Um ponto de particular preocupação no comunicado do SIS é a segurança da cadeia de abastecimento tecnológica. O serviço de segurança alerta para o risco de utilização de hardware ou software proveniente de jurisdições onde a proteção de dados não é garantida ou onde as empresas são legalmente obrigadas a colaborar com serviços de inteligência estrangeiros. Esta vulnerabilidade permite a introdução de "portas traseiras" (backdoors) indetetáveis que podem ser ativadas remotamente, comprometendo toda a infraestrutura nacional de forma silenciosa e prolongada.

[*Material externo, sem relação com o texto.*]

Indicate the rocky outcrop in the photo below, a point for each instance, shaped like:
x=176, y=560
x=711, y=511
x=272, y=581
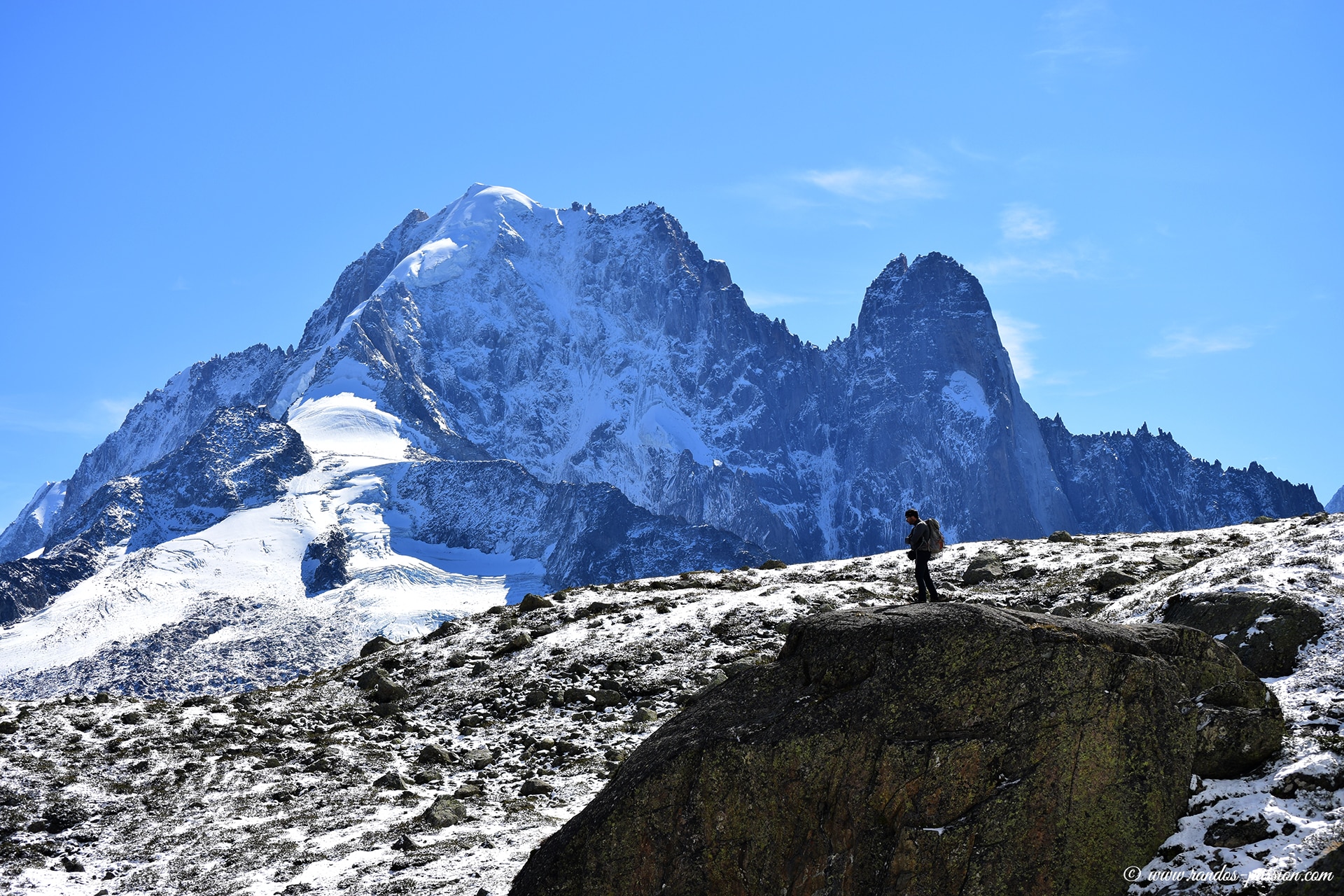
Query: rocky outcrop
x=1264, y=630
x=606, y=349
x=921, y=750
x=1142, y=482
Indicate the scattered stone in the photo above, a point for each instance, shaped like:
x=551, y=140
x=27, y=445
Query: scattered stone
x=479, y=758
x=64, y=814
x=578, y=695
x=518, y=643
x=534, y=786
x=984, y=567
x=1168, y=561
x=375, y=645
x=1233, y=833
x=534, y=602
x=436, y=755
x=1108, y=580
x=445, y=812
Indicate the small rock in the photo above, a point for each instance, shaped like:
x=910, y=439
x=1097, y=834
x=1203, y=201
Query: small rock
x=445, y=812
x=578, y=695
x=518, y=643
x=1233, y=833
x=536, y=786
x=534, y=602
x=1168, y=561
x=375, y=645
x=479, y=758
x=1108, y=580
x=436, y=755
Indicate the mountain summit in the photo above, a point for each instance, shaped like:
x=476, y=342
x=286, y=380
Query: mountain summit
x=504, y=396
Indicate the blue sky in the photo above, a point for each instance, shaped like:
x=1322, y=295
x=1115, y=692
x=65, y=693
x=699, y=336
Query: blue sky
x=1151, y=192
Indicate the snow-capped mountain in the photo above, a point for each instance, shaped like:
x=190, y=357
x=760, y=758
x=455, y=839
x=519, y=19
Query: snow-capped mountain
x=1336, y=504
x=504, y=396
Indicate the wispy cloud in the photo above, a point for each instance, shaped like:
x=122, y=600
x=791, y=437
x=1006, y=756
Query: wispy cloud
x=1081, y=33
x=1025, y=222
x=1186, y=342
x=1008, y=267
x=761, y=301
x=874, y=184
x=1015, y=335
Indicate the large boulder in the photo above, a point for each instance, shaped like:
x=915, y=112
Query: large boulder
x=946, y=748
x=1264, y=630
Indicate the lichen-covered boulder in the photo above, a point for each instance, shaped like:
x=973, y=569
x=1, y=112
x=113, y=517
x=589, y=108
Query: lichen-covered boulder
x=1264, y=630
x=945, y=748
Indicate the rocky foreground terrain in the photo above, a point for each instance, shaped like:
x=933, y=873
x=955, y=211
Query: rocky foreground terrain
x=441, y=763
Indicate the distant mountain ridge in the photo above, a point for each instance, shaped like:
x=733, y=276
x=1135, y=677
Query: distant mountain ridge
x=562, y=397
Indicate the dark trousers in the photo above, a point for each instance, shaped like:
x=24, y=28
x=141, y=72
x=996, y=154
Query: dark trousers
x=923, y=577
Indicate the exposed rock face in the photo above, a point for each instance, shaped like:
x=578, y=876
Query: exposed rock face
x=1336, y=504
x=237, y=458
x=326, y=559
x=1264, y=630
x=937, y=750
x=606, y=349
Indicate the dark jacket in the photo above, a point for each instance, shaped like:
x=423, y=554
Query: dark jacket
x=920, y=536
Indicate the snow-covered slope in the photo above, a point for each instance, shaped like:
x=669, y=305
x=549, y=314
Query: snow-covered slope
x=31, y=528
x=318, y=788
x=503, y=396
x=1336, y=504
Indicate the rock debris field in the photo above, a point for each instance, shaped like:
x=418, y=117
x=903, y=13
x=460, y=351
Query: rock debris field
x=438, y=763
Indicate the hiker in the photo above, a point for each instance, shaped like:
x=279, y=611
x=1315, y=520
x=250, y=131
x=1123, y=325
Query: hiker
x=925, y=540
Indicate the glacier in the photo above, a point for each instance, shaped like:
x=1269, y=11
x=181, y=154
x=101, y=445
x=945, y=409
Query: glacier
x=504, y=397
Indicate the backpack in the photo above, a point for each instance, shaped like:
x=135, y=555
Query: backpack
x=936, y=543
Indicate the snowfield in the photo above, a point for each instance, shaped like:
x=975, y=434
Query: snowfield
x=508, y=720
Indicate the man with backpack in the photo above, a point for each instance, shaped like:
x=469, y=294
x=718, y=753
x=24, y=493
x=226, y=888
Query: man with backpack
x=925, y=540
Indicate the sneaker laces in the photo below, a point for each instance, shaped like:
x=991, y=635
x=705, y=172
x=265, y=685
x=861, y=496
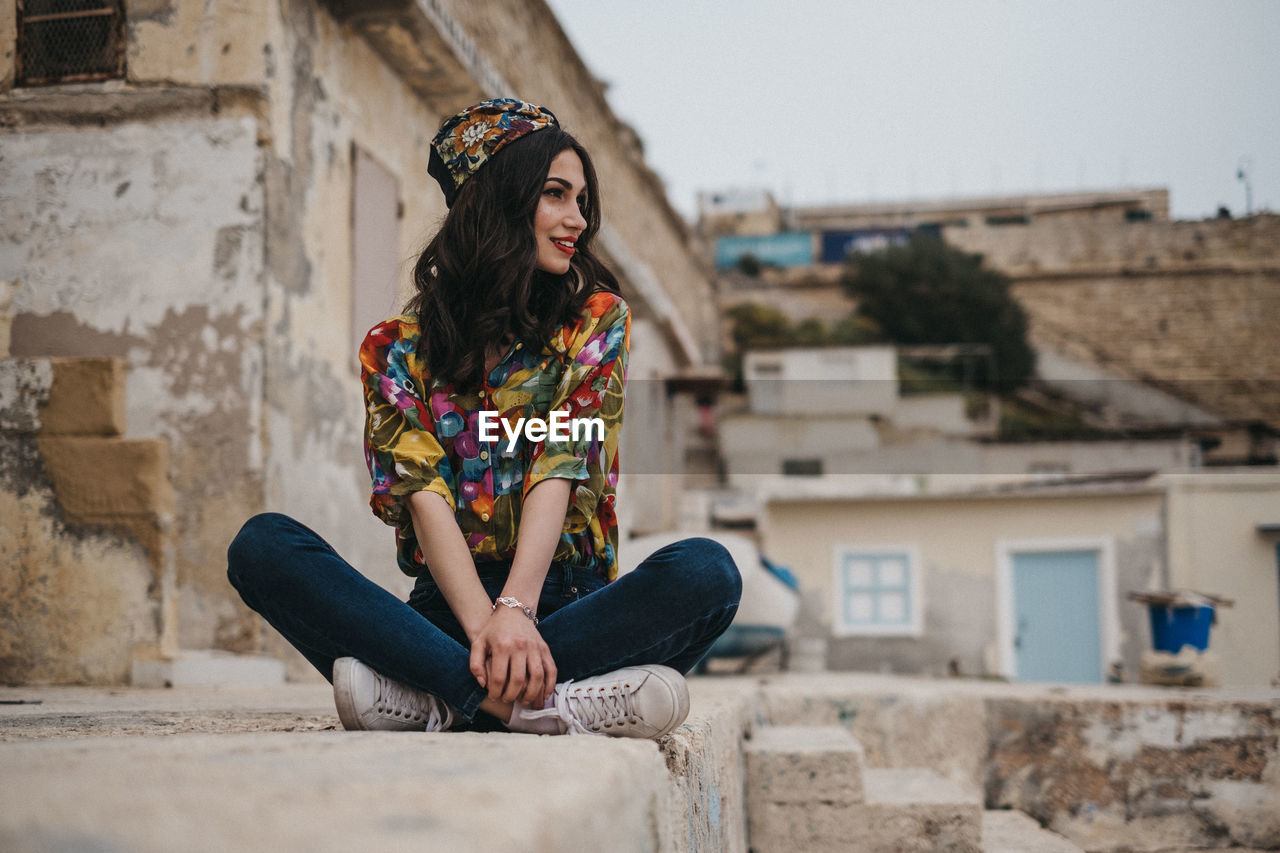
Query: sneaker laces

Recomendações de Defesa e Resiliência
Face à gravidade deste cenário, o SIS recomenda uma postura de vigilância permanente e a implementação de medidas rigorosas de cibersegurança:
- Atualização Crítica: Garantir que todos os sistemas expostos à internet possuem as mais recentes correções de segurança instaladas.
- Autenticação Forte: Generalizar o uso de autenticação multifator (MFA) em todos os acessos externos e contas privilegiadas.
- Monitorização Ativa: Reforçar a análise de logs e tráfego de rede para identificar comunicações anómalas com servidores de comando e controlo externos.
- Seleção de Fornecedores: Avaliar criteriosamente a origem e a fiabilidade dos componentes tecnológicos integrados em infraestruturas críticas.
O SIS reforça que a cibersegurança é uma responsabilidade partilhada e que a proteção do espaço digital nacional é fundamental para a preservação da soberania e do desenvolvimento económico de Portugal.